Of course, all happenings should be viewed contextually. Indeed, apparent reluctance by the Financial Services Commission (FSC) to move decisively against investment brokers, Stocks and Securities Limited (SSL), when so-called red flags arose years ago was very possibly firmly rooted in the financial trauma down the years.
Those who lived through the financial meltdown of the 1990s recall with dread the public panic and fright as banks, near-banks, and other financial houses collapsed. The grievous knock-on effects are being felt to this day.
Hence, the refrain, that embrace of the public's right to know is constrained by fear of irreparable damage to the financial sector.
And at an individual, very human level, there is always the burden for those in authority that actions, no matter how justifiable, can sometimes lead to the loss of friends and the making of enemies.

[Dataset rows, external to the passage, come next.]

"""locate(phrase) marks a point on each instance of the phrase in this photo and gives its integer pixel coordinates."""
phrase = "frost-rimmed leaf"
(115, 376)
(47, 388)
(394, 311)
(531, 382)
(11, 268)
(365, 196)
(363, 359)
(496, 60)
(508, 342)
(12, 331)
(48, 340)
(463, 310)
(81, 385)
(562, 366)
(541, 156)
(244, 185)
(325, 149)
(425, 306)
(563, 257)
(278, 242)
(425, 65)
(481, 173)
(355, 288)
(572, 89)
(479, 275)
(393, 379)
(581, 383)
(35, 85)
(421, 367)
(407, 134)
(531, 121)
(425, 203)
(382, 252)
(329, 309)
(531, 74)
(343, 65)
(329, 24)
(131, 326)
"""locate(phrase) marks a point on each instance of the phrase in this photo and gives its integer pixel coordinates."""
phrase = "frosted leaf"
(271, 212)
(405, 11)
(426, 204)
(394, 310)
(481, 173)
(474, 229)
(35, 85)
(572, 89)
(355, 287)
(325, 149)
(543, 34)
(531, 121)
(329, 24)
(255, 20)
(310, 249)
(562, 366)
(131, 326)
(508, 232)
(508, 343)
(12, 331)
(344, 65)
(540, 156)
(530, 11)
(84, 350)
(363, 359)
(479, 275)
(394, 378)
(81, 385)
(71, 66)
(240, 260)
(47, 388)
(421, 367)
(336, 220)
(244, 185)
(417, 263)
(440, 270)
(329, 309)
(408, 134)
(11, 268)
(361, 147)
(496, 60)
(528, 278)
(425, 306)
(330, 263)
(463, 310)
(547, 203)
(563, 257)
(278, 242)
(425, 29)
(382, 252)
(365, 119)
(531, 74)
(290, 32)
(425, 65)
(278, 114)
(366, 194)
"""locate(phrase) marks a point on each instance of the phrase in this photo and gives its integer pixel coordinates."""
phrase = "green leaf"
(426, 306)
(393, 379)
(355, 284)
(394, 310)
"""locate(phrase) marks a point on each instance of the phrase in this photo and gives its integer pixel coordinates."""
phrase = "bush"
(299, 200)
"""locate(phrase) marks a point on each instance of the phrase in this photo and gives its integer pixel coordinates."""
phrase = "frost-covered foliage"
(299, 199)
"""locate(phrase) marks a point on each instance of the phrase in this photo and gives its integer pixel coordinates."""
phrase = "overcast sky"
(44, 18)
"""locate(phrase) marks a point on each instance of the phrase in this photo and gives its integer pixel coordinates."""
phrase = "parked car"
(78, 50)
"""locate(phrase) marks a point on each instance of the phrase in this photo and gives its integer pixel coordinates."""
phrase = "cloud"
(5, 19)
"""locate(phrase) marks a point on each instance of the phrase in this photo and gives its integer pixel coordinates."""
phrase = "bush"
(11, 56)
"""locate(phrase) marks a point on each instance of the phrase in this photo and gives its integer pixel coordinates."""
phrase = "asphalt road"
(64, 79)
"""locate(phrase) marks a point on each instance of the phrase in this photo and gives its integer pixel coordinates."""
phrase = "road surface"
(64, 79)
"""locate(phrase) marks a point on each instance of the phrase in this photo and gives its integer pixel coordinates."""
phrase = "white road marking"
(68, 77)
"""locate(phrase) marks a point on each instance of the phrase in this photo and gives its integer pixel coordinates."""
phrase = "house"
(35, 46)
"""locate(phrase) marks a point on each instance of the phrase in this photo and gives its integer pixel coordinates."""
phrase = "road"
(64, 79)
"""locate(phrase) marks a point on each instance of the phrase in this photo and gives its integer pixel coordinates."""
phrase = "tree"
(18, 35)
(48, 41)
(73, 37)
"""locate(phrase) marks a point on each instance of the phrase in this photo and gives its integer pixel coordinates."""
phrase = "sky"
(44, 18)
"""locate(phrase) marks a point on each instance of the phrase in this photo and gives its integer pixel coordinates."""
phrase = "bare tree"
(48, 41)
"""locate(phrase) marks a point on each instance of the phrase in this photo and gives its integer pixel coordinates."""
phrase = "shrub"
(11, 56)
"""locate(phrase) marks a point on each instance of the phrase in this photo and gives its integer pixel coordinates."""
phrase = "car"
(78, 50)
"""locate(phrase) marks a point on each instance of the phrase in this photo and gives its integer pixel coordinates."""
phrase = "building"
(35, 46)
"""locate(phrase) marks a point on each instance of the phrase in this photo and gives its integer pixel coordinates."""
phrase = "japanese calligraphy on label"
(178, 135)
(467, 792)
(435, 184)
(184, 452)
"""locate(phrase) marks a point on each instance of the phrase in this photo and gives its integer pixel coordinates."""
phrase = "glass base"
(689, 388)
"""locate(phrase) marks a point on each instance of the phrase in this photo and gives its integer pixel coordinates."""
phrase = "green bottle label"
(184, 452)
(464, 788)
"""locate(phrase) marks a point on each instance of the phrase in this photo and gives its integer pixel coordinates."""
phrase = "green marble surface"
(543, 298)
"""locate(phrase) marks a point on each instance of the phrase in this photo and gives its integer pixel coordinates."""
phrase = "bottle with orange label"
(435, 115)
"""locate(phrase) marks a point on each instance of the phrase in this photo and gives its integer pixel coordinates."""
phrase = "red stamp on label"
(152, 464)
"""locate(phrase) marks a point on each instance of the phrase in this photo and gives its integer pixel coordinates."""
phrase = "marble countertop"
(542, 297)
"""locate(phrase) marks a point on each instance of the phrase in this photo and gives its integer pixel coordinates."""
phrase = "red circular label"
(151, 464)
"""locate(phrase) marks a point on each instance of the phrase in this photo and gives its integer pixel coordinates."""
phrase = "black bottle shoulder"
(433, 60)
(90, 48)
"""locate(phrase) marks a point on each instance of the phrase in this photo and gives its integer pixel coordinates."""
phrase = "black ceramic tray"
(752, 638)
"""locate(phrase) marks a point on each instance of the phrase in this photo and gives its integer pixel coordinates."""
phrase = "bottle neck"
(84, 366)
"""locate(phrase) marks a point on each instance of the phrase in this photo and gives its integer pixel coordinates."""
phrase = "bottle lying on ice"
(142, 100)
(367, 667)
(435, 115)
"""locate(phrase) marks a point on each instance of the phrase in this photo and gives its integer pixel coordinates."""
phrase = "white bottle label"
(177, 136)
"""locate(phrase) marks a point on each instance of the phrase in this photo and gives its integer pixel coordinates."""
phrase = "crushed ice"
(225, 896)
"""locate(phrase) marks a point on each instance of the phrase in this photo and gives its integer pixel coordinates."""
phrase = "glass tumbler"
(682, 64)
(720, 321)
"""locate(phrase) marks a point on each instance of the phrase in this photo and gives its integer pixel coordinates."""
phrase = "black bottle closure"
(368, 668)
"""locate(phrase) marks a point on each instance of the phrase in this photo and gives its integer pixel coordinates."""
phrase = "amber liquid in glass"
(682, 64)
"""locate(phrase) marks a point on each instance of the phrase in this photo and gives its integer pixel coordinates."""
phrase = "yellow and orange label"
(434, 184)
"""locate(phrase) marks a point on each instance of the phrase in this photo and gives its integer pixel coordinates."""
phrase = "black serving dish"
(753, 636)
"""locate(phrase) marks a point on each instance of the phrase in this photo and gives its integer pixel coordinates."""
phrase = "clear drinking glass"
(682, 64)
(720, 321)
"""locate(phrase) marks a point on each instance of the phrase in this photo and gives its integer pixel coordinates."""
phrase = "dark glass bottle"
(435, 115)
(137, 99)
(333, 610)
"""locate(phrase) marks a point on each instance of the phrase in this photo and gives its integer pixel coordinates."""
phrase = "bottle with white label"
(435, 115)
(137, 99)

In other words, fear of losing one's comfort zone can lead to a crippling of resolve.
We know from history that indecisiveness by those tasked with protecting the public/national interest can lead to catastrophe.
Obviously, then, good leaders are a special breed — able to act at all times with the courage of their convictions to do what they believe to be the right thing, regardless...
As Director of Public Prosecutions (DPP) Ms Paula Llewellyn has said: "[T]he public interest obliges that the persons who are gifted with supervision, and laws that assist them with supervision, to not only do their job on paper, but to be prepared to have the cojones, the balls, the testicular fortitude to rock the boat in the public's interest. That is it. And you tend to find in our culture that sometimes it is not in the nature of some people to rock the boat — but if you don't, things like this [financial sector fallout] will tend to happen."
Clearly, those "gifted with supervision" must be carefully, meticulously chosen.
To quote the DPP once more: "[I]t is one thing to have on paper all of the possible structures in an organisation [but] it is another thing to put the wrong people in the particular space."
There is another aspect Jamaicans should seriously contemplate. We refer to the long-standing perception that laws do not apply equally to all, especially since so-called white-collar crime is often only lightly punished or not at all.
There is a popular view that corruption is widespread and endemic in the public sector, with highly placed knaves and 'ginnals' escaping with no more than a slap on the wrist, if even that, for stealing taxpayers' money.
And that in the private sector, not least in banks and other financial houses, the desire to retain public confidence often results in mere dismissal for thieves; no criminal charges.
In such circumstances, it seems to us, the growth and maturing of a culture of skulduggery is virtually inescapable.
Disasters invariably offer lessons and alternative pathways. The need for a change of tack is something all concerned should take from recent events.